I can't figure out how this is working. The input to the op-amp is from a DAC which ranges between 0 and 3.3V. The V_LaserA voltage is at +5V
Any help would be appreciated!

 

Since you aren't showing the complete circuit, how can we analyze it?

But basically feedback keeps the voltage at the transistor emitter equal to 2 times the voltage at the op amp (+) input.

 

Since you aren't showing the complete circuit, how can we analyze it?

But basically feedback keeps the voltage at the transistor emitter equal to 2 times the voltage at the op amp (+) input.

Sorry didn't think the rest of the circuit mattered much. The current source goes to a device that is looking for current between 0 and 3.3mA. The other piece of the circuit goes to a diff amp which goes to an ADC for a telemetry measurement.
I am measuring a drop across the 100 ohm resistor of 3.3V when the input to the op amp is at 3.3V
Does that make sense?

 

It's an "improved Howland current pump".
See https://www.ti.com/lit/an/snoa474a/snoa474a.pdf?ts=1699105088666&ref_url=https%3A%2F%2Fwww.google.com%2F
section 3

 

If the output current is only 3.3 mA, why complicate things with R6 and Q2?

ak

 

Re-drawn to simplify, it is the unity gain differential amplifier, where we see the input pairs match at the left and also the Op Amp (differential null) inputs. But this part is not a current source.

 

Re-drawn to simplify, it is the unity gain differential amplifier, where we see the input pairs match at the left and also the Op Amp (differential null) inputs. But this part is not a current source.
View attachment 306857

This doesn't look like what I drew above. The +3.3V should be on the + input of the op-amp

 

The opamp is delivering enough base drive to the transistor to raise the inverting input voltage up to match the voltage at the non-inverting input. That circuit was shown in the `1976 National Semiconductor linear circuits book. It is classic and simple. The big caution is in avoiding having the acitive circuit voltages greater than the opamp supply voltages.

 

Below is the LTspice sim of the basic Howland constant-current circuit you have, for a constant 3.3V input and a varying load resistance.
The differential circuit maintains the voltage across the 100Ω resistor R5 equal to the input voltage, to generate the constant output current.
Since the input is differential, either input (or both) can be used to generate the constant current.

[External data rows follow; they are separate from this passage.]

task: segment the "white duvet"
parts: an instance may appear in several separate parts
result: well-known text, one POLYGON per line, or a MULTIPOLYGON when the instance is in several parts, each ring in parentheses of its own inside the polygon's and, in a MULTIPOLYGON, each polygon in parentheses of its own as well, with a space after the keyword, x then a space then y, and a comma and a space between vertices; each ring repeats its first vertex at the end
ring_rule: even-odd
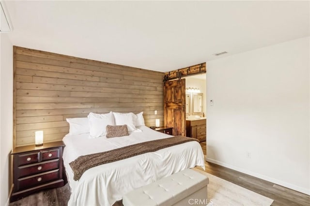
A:
POLYGON ((171 136, 146 126, 138 128, 142 132, 122 137, 89 139, 89 134, 83 134, 63 138, 63 162, 71 190, 68 206, 111 206, 128 192, 162 177, 196 165, 204 168, 201 147, 192 141, 99 165, 73 180, 69 163, 81 155, 171 136))

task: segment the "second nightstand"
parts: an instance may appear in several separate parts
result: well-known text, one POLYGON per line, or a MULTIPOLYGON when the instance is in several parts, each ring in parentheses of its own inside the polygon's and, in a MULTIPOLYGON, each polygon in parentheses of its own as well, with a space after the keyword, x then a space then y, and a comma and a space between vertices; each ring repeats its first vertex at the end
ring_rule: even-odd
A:
POLYGON ((14 188, 11 201, 44 189, 63 186, 62 141, 16 147, 13 155, 14 188))
POLYGON ((162 133, 165 133, 165 134, 172 135, 172 129, 173 127, 160 127, 154 129, 155 131, 159 132, 162 133))

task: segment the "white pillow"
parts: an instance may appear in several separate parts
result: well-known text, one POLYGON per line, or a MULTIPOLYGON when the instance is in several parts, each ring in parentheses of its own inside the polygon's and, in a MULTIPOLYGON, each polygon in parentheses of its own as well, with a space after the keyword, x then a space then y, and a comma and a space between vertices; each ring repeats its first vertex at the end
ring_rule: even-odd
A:
POLYGON ((135 126, 140 127, 140 126, 145 126, 144 118, 143 118, 143 112, 141 112, 139 114, 134 115, 134 123, 135 126))
POLYGON ((97 138, 106 135, 107 125, 114 125, 112 112, 103 114, 91 112, 87 118, 89 122, 90 138, 97 138))
POLYGON ((127 128, 128 132, 136 131, 139 130, 135 126, 134 118, 135 118, 134 113, 119 113, 118 112, 113 112, 113 115, 114 117, 115 125, 127 125, 127 128))
POLYGON ((89 124, 87 118, 67 118, 69 123, 69 135, 89 133, 89 124))

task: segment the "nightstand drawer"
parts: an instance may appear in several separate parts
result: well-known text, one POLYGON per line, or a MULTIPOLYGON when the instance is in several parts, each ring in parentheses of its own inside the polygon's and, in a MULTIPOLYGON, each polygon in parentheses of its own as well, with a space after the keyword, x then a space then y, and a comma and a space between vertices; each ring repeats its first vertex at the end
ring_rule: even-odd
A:
POLYGON ((23 190, 42 185, 44 183, 59 179, 59 169, 57 169, 17 179, 16 181, 17 185, 16 186, 17 190, 23 190))
POLYGON ((46 161, 41 163, 20 166, 15 171, 16 177, 19 178, 22 177, 41 173, 49 170, 58 169, 59 166, 59 159, 46 161))
POLYGON ((37 162, 39 152, 35 152, 16 155, 16 161, 18 166, 37 162))
POLYGON ((50 150, 41 151, 41 160, 42 161, 59 158, 59 148, 50 150))

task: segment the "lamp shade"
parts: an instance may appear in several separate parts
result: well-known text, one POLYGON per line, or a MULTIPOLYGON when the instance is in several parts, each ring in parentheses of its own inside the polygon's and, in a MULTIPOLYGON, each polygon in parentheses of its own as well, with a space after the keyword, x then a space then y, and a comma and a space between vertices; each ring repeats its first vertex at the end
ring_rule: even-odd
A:
POLYGON ((43 131, 36 131, 35 132, 35 146, 42 146, 43 145, 43 131))
POLYGON ((160 120, 159 119, 155 119, 155 126, 156 127, 159 127, 159 125, 160 124, 160 120))

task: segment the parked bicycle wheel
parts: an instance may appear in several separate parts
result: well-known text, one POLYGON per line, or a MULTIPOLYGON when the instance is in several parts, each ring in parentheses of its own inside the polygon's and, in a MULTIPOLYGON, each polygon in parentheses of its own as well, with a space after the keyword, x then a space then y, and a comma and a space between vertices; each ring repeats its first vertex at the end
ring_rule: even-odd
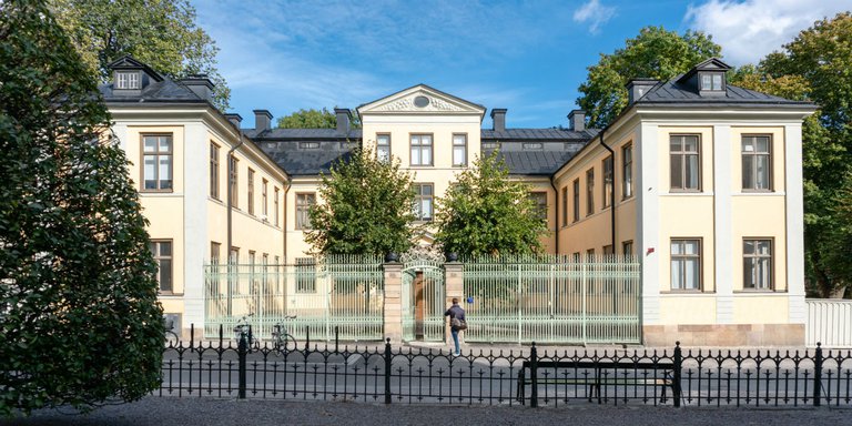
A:
POLYGON ((296 339, 290 334, 282 334, 275 339, 275 351, 278 355, 286 355, 287 353, 296 351, 296 339))

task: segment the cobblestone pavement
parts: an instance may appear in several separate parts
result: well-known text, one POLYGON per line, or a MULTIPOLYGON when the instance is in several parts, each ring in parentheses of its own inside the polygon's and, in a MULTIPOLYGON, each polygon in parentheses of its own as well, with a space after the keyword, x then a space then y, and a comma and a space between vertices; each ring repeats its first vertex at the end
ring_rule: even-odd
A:
POLYGON ((0 419, 0 425, 161 426, 161 425, 850 425, 852 409, 672 408, 570 406, 383 405, 149 397, 100 408, 88 415, 55 409, 28 418, 0 419))

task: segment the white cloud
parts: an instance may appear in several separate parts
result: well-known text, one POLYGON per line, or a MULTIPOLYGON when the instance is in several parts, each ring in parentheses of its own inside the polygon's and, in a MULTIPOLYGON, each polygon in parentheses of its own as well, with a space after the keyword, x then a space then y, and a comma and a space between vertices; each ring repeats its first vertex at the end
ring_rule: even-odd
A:
POLYGON ((849 0, 710 0, 690 6, 690 28, 712 34, 732 64, 757 63, 814 21, 850 7, 849 0))
POLYGON ((600 26, 616 16, 616 8, 600 4, 599 0, 590 0, 574 12, 574 21, 578 23, 589 22, 589 32, 597 34, 600 26))

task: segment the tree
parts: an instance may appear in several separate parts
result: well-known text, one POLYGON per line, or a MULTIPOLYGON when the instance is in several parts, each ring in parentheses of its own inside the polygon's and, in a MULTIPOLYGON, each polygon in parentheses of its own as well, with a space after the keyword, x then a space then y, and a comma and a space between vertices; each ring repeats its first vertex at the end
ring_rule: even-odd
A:
POLYGON ((438 200, 435 239, 460 255, 538 253, 547 223, 529 197, 529 186, 510 181, 495 151, 477 158, 438 200))
MULTIPOLYGON (((352 126, 361 128, 357 116, 353 116, 352 126)), ((337 115, 327 109, 322 111, 310 109, 298 110, 290 115, 278 119, 281 129, 335 129, 337 128, 337 115)))
POLYGON ((0 10, 0 413, 139 399, 163 324, 128 160, 48 7, 0 10))
POLYGON ((662 27, 646 27, 628 39, 625 48, 600 55, 588 68, 589 75, 579 91, 577 103, 586 110, 590 128, 605 128, 627 106, 625 85, 636 78, 670 80, 697 63, 719 57, 722 48, 701 31, 683 36, 662 27))
POLYGON ((403 253, 413 244, 412 176, 399 161, 353 150, 323 175, 323 203, 311 207, 305 240, 323 254, 403 253))
POLYGON ((845 252, 852 239, 852 13, 803 30, 758 67, 734 74, 736 83, 820 105, 802 128, 805 266, 812 291, 829 296, 852 283, 845 252))
POLYGON ((231 90, 216 68, 219 48, 195 23, 189 0, 50 0, 87 65, 108 82, 109 64, 125 54, 173 79, 207 74, 214 104, 226 111, 231 90))

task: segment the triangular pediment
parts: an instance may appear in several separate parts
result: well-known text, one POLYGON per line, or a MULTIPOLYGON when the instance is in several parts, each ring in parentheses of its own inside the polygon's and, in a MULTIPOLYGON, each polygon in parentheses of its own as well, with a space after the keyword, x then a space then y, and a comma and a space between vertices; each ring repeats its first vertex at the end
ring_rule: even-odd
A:
POLYGON ((358 114, 477 114, 485 115, 485 106, 444 93, 426 84, 396 92, 357 108, 358 114))

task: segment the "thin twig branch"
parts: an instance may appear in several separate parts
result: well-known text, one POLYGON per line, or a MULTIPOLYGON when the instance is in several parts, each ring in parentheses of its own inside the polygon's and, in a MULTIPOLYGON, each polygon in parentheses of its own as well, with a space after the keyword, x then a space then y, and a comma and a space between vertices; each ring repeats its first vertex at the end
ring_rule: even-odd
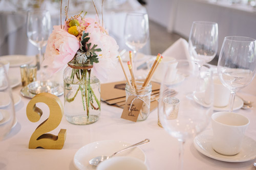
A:
POLYGON ((94 4, 94 2, 93 0, 92 0, 93 2, 93 5, 94 6, 94 8, 95 9, 95 10, 96 11, 97 15, 98 16, 98 19, 99 19, 99 14, 98 13, 98 11, 97 10, 97 8, 96 7, 95 4, 94 4))
POLYGON ((61 22, 61 9, 62 8, 62 0, 60 1, 60 28, 62 29, 62 25, 61 22))

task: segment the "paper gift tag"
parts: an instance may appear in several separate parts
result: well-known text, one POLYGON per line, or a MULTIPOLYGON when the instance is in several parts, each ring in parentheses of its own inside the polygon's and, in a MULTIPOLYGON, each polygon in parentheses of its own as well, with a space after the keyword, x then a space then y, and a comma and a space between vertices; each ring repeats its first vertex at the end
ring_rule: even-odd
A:
POLYGON ((126 103, 123 107, 121 118, 135 122, 137 122, 138 116, 143 104, 143 101, 139 98, 133 100, 136 98, 137 98, 136 95, 132 95, 128 98, 126 103), (132 104, 133 100, 133 102, 132 104), (131 107, 131 104, 132 107, 131 107), (130 107, 131 109, 130 109, 130 107))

Note how the output voltage (red trace) increases to keep the load current constant at 33mA (yellow trace) as the load resistance increases (green trace) until the output saturates (at about 330Ω load resistance) at the maximum op amp output voltage (blue trace).

 

This doesn't look like what I drew above. The +3.3V should be on the + input of the op-amp

Thanks, Murphy's Law. If anything can be reversed, it will be.




As long as R1/R2= R3/R4 , the 100 Ohm being 0.1% introduces 0.1% error
You can modify any R, V and interactively understand why it works as a differential amplifier must produce the same voltage across the 100 ohm as the far left 3.3 to achieve a null error on the input. But the voltage reaches maximum with a load of 330 Ohms then current drops. But below it stays constant.

Transistor Pd= 375 mW max

https://tinyurl.com/yrgdftk9

 

Thanks, Murphy's Law. If anything can be reversed, it will be.

View attachment 306932


As long as R1/R2= R3/R4 , the 100 Ohm being 0.1% introduces 0.1% error
You can modify any R, V and interactively understand why it works as a differential amplifier must produce the same voltage across the 100 ohm as the far left 3.3 to achieve a null error on the input. But the voltage reaches maximum with a load of 330 Ohms then current drops. But below it stays constant.

Transistor Pd= 375 mW max

https://tinyurl.com/yrgdftk9

Thanks this is helpful . I am still trying to come up with the equations to get it such that Iload = Vin(3.3V)/Rsource(100 ohms).

I have a few equations, but can't get it reduced further. Can anyone help?

 

I have a few equations, but can't get it reduced further.

Post your equations.

 

Post your equations.

Referencing the circuit that tonyStewart shows above:

I am assuming V+=V-. calling this V : Also assuming minimal drop from base to emitter (is this ok(

i1=i2 => Vout -V/R2 = V/R1, which yields: V=(R1/R1+R2)Vout

i3=i4 => V-Vin/R3 = Vl-V/R4, which yields: V=(R4Vin+R3Vl)/(R3+R4)

I100 = Il + I4 => Vout-Vl/100 = Vl/Rl + Vl-V/R4


Now I am stuck and not sure where I go from here?